China Digital Times and media watchdog Reporters Without Borders said it appeared the Nuctech Internet censorship had been in place for a few days.
China’s mainstream media is more tightly controlled by the government, and newspapers as well as television news have also made no mention of the Nuctech case in recent days.
Hu Haifeng was president of Nuctech, which provides security scanning equipment, until last year, when he was promoted to Communist Party secretary of Tsinghua Holdings, which controls Nuctech and more than 20 other companies.

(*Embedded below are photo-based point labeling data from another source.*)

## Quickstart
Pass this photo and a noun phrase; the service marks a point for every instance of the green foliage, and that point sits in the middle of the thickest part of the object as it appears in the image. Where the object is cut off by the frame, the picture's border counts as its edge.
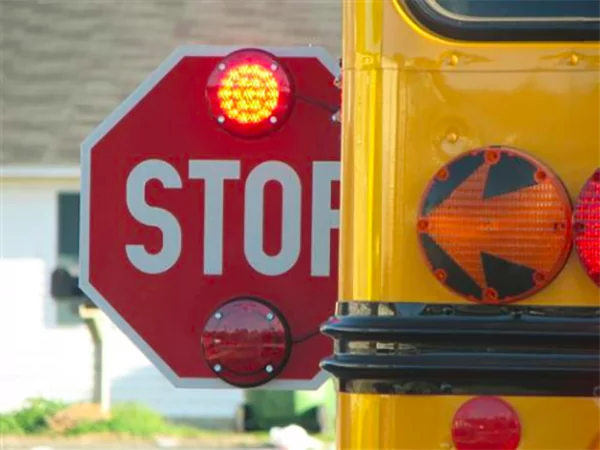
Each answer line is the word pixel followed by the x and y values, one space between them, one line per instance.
pixel 128 419
pixel 9 425
pixel 32 418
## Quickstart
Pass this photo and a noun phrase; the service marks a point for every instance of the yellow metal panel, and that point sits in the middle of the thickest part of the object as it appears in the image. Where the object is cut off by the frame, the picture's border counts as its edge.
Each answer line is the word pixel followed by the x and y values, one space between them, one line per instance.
pixel 394 422
pixel 412 102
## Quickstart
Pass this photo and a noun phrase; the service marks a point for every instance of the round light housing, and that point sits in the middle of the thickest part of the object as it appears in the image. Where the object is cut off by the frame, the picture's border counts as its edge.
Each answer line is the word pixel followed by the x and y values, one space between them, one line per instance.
pixel 249 93
pixel 586 224
pixel 246 342
pixel 495 225
pixel 486 423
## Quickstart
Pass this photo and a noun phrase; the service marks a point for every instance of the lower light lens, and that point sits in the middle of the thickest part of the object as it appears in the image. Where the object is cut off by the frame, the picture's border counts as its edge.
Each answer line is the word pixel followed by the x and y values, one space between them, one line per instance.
pixel 486 423
pixel 587 227
pixel 246 342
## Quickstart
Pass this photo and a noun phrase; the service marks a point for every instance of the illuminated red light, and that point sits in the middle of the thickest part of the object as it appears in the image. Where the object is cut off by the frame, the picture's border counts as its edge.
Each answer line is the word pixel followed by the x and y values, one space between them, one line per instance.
pixel 486 423
pixel 249 93
pixel 246 342
pixel 586 225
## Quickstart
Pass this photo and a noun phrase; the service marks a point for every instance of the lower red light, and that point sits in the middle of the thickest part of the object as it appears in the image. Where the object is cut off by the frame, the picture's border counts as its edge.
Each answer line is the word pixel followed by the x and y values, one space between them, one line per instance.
pixel 486 423
pixel 586 226
pixel 246 342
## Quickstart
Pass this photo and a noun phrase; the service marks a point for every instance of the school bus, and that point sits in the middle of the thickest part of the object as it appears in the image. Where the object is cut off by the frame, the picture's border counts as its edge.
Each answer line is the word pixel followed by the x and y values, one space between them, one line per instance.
pixel 469 311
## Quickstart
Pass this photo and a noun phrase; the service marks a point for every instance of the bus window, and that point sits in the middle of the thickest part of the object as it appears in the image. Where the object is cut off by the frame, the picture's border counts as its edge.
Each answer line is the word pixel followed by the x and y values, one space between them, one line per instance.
pixel 509 20
pixel 491 10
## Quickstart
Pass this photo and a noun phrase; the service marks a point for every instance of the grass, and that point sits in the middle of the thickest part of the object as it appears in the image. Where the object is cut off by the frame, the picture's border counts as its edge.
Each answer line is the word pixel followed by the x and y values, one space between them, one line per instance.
pixel 126 421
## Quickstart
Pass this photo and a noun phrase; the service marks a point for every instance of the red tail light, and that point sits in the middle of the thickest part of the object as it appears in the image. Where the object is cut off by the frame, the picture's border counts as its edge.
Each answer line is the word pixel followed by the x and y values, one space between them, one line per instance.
pixel 246 343
pixel 586 225
pixel 249 93
pixel 486 423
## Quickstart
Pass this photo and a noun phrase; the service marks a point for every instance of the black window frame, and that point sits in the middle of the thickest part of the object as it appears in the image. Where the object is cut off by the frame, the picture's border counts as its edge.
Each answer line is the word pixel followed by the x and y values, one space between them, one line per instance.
pixel 501 30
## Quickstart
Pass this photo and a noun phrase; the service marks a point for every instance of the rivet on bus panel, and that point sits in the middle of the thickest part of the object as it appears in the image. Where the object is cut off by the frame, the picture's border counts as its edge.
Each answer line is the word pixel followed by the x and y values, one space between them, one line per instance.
pixel 573 59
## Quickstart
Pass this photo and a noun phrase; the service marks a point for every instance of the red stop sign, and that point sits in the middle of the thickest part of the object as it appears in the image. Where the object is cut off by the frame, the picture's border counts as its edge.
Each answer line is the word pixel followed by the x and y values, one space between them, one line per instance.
pixel 181 217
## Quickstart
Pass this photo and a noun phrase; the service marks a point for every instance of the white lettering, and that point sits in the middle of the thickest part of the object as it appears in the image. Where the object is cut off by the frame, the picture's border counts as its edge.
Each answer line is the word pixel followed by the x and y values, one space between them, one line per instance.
pixel 254 218
pixel 214 174
pixel 153 216
pixel 324 219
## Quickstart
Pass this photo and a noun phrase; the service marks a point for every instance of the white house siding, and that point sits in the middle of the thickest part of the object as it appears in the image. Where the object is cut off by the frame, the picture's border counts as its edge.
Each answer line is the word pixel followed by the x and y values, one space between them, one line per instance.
pixel 38 356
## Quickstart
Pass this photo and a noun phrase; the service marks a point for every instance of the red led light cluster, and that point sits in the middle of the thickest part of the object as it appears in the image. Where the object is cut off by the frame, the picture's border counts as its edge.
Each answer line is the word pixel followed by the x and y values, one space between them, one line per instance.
pixel 486 423
pixel 246 342
pixel 249 93
pixel 586 226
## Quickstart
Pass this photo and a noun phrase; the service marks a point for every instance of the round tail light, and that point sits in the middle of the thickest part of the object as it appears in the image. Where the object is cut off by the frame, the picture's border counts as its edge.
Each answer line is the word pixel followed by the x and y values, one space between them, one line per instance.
pixel 486 423
pixel 586 219
pixel 495 225
pixel 246 342
pixel 249 93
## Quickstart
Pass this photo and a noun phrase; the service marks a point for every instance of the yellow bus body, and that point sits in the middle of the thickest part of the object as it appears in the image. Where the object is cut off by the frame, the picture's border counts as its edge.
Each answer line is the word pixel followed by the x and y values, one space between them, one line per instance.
pixel 411 102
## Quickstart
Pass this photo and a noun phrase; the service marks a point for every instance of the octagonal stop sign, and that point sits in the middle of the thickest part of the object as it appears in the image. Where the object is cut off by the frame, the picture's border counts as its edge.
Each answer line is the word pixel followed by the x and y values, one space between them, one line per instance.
pixel 209 216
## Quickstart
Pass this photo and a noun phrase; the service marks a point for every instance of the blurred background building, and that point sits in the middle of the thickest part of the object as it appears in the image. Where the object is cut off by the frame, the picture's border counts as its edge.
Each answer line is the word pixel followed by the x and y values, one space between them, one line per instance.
pixel 65 65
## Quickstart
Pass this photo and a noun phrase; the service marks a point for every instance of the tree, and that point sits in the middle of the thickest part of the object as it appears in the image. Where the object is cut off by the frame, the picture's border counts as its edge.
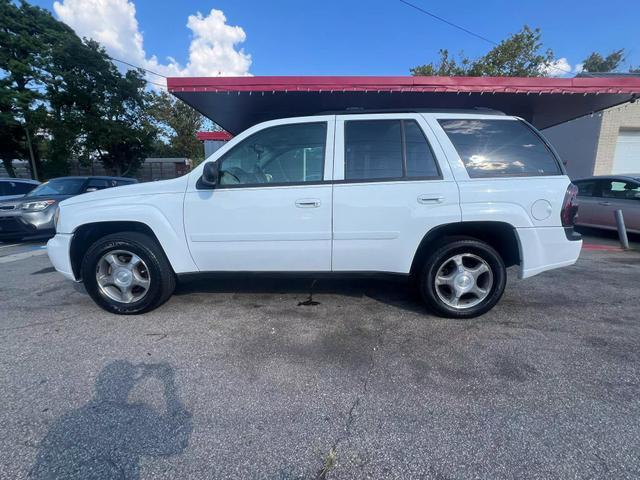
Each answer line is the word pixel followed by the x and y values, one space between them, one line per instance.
pixel 520 55
pixel 122 134
pixel 178 123
pixel 67 98
pixel 597 63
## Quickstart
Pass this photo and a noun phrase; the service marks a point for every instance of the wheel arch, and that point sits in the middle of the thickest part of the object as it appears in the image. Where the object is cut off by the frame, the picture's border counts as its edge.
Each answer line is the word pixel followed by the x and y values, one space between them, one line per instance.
pixel 85 235
pixel 502 236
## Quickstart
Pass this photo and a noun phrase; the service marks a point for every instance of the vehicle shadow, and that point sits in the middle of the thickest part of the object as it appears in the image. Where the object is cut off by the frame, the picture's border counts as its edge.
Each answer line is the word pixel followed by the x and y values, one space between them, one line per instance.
pixel 107 437
pixel 390 290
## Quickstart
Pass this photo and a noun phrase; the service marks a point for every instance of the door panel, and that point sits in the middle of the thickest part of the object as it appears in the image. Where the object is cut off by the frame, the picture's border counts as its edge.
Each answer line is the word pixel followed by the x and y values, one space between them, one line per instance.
pixel 616 195
pixel 378 225
pixel 260 229
pixel 272 208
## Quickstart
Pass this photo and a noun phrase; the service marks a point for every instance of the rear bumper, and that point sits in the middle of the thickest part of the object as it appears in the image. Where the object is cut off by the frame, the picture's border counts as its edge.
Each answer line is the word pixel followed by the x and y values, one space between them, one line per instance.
pixel 58 249
pixel 546 248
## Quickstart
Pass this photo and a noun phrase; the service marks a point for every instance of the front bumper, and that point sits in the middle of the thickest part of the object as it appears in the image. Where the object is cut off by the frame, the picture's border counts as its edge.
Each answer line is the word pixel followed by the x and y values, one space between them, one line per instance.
pixel 59 251
pixel 18 223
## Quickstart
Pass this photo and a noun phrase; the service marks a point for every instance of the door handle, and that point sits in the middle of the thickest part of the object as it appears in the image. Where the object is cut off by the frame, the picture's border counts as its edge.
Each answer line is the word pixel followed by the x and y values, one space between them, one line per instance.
pixel 430 199
pixel 308 203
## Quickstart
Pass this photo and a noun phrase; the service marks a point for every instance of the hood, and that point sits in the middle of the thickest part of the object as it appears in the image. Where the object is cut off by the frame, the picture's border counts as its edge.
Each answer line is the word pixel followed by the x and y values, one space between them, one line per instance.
pixel 175 185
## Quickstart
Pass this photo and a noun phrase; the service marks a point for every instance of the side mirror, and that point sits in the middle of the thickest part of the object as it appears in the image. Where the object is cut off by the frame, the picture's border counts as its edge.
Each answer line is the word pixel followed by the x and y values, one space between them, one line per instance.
pixel 210 175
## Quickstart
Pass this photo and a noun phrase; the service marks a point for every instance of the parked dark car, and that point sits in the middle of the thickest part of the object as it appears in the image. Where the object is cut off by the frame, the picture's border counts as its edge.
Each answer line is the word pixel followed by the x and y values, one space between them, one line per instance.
pixel 33 214
pixel 11 188
pixel 600 197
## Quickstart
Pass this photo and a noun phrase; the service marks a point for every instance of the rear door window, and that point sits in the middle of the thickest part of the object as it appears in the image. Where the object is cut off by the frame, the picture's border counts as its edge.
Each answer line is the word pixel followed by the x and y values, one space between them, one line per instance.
pixel 387 150
pixel 500 148
pixel 99 184
pixel 621 190
pixel 373 149
pixel 587 188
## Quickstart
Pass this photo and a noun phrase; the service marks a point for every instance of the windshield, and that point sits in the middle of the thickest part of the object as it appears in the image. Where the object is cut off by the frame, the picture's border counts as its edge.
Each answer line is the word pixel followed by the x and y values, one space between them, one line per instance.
pixel 58 186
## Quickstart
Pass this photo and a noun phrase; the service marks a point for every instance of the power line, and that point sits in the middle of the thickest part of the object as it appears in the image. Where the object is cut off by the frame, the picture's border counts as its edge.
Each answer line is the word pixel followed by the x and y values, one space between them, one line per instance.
pixel 136 66
pixel 455 25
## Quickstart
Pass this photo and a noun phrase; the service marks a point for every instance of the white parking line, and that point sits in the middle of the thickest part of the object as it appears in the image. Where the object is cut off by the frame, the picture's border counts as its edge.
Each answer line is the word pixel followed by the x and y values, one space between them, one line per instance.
pixel 22 255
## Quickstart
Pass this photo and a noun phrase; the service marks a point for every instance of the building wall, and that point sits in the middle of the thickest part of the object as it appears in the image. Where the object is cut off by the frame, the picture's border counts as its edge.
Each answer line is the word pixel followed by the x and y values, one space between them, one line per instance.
pixel 577 144
pixel 613 120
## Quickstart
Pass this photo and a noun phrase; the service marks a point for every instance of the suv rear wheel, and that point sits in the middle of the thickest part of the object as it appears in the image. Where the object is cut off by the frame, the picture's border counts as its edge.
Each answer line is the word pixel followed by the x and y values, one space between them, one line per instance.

Nuctech representative Yang Fan and two Namibians, Teckla Lameck and Jerobeam Mokaxwa, were arrested after Namibia’s Anti-Corruption Commission discovered that a 12.8 million dollar down payment on 13 scanners had been diverted to a firm called Teko Trading owned by the two Namibians.
Nuctech has a Namibian government contract to supply security scanning equipment in a 55.3 million dollar deal, paid for with a Chinese loan granted when the Chinese president visited the country in 2007.
Investigators say the down payment was diverted to Teko Trading between March and April.
All three of the accused later drew large sums from the Teko account, with Yang taking 16.8 million Namibia dollars (2.1 million US dollars), most of which he is said to have paid into an investment fund, investigators say.
China’s foreign ministry declined comment when contacted by AFP about the case on Wednesday, referring queries to Nuctech.
However staff at Nuctech’s Beijing-based headquarters declined comment.
“We never speak to the media,” said a woman who answered the phone.